Ketika manusia meninggal, jiwa terpisah dari tubuh dan tubuh kembali kepada tanah/debu. Tetapi jiwa itu baka, dan setelah terpisah dari tubuh, jiwa tidak terkena hukuman dan tidak ”tidur” dalam kematian. Setelah kematian, jiwa menikmati damai sorgawi (heavenly peace) sambil menunggu kebangkitan daging. Jiwa mengalami kedamaian yang lebih tinggi setelah lepas dari tubuh dan mencapai penyempurnaannya dalam kebahagiaan kebangkitan daging kelak. Jiwa orang percaya setelah keluar dari tubuh hidup terus dan merasakan ”kedamaian sementara” (provisional blessedness) di dalam Allah walaupun belum sempurna25.

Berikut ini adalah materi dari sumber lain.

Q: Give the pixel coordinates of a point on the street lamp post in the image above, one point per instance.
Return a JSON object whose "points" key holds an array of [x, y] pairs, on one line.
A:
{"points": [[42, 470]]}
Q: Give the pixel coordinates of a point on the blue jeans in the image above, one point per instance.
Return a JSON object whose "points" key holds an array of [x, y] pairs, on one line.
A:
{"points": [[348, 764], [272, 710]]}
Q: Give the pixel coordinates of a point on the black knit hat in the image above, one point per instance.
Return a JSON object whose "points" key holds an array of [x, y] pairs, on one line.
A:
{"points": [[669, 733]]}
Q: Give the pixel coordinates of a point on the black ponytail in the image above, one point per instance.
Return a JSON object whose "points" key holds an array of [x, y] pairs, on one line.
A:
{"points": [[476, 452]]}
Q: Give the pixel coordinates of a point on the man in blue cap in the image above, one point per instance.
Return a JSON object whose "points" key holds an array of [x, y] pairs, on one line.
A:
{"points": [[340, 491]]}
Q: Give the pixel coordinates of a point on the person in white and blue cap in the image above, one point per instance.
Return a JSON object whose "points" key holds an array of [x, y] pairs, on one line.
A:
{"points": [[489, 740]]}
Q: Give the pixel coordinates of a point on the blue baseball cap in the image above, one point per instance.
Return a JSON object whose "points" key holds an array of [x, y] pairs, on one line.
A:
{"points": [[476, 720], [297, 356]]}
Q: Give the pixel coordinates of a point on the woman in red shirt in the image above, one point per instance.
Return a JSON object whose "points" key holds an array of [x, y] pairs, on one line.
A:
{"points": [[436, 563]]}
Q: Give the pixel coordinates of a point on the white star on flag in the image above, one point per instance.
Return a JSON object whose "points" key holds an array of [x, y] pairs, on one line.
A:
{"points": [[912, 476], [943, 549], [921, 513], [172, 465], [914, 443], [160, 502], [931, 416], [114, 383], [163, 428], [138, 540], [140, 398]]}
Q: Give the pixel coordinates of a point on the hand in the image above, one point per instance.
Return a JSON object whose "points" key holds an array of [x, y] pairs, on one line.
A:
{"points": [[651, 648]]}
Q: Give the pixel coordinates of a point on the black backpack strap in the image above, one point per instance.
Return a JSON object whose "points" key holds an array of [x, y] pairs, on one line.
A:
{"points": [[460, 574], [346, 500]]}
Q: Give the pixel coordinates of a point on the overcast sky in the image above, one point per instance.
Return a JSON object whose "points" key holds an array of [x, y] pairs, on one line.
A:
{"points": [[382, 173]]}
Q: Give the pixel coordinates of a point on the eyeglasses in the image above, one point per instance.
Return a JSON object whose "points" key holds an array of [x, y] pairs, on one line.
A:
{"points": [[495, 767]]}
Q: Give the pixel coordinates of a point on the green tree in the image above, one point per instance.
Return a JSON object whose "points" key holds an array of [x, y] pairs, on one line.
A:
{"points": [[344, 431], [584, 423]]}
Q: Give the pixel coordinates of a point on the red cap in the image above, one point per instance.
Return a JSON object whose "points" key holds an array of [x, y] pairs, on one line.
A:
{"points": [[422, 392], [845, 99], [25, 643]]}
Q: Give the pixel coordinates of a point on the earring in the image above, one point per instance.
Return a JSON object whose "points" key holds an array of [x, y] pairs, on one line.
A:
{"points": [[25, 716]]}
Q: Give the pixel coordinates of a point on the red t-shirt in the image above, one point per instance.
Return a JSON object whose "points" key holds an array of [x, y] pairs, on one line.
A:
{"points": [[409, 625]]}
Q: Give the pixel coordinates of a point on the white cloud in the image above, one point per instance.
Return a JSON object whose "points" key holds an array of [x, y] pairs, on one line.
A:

Kesempurnaan kedamaian terjadi setelah kebangkitan daging kelak. Yang bangkit adalah tubuh dan bukan jiwa (1Kor. 15:54; Yoh 2:29). Daging yang dibangkitkan kelak tidak akan binasa dan dalam penyatuan dengan jiwa, siap menghadapi takhta pengadilan Kristus untuk menerima pahala kehidupan kekal. Walaupun manusia telah jatuh ke dalam dosa, Allah mengasihinya. Manusia berdosa diselamatkan Allah hanya karena anugerah (sola gratia) dalam Yesus Kristus sehingga manusia patut mengucap syukur dan memuliakan Allah (soli Deo gloria) atas anugerah keselamatan tersebut26.

5. 2. R. C. Sproul
R.C. Sproul, seorang teolog dan pendeta Amerika berpendapat bahwa manusia yang diciptakan menurut gambar dan rupa Allah adalah makhluk yang dibuat dari tubuh yang bersifat materi dan jiwa yang bukan materi. Baik tubuh maupun jiwa diciptakan Allah dan merupakan aspek yang berbeda. Paham dualitas ini menggambarkan bahwa manusia merupakan satu keberadaan dengan dua unsur yang berbeda, yang disatukan oleh Allah dalam penciptaan. Keberadaan manusia ini tidak memerlukan penambahan unsur atau substansi lain (seperti roh) baik secara filosofikal maupun secara eksegetikal, untuk menjembatani ketegangan dari dua unsur yang berada dalam diri manusia27.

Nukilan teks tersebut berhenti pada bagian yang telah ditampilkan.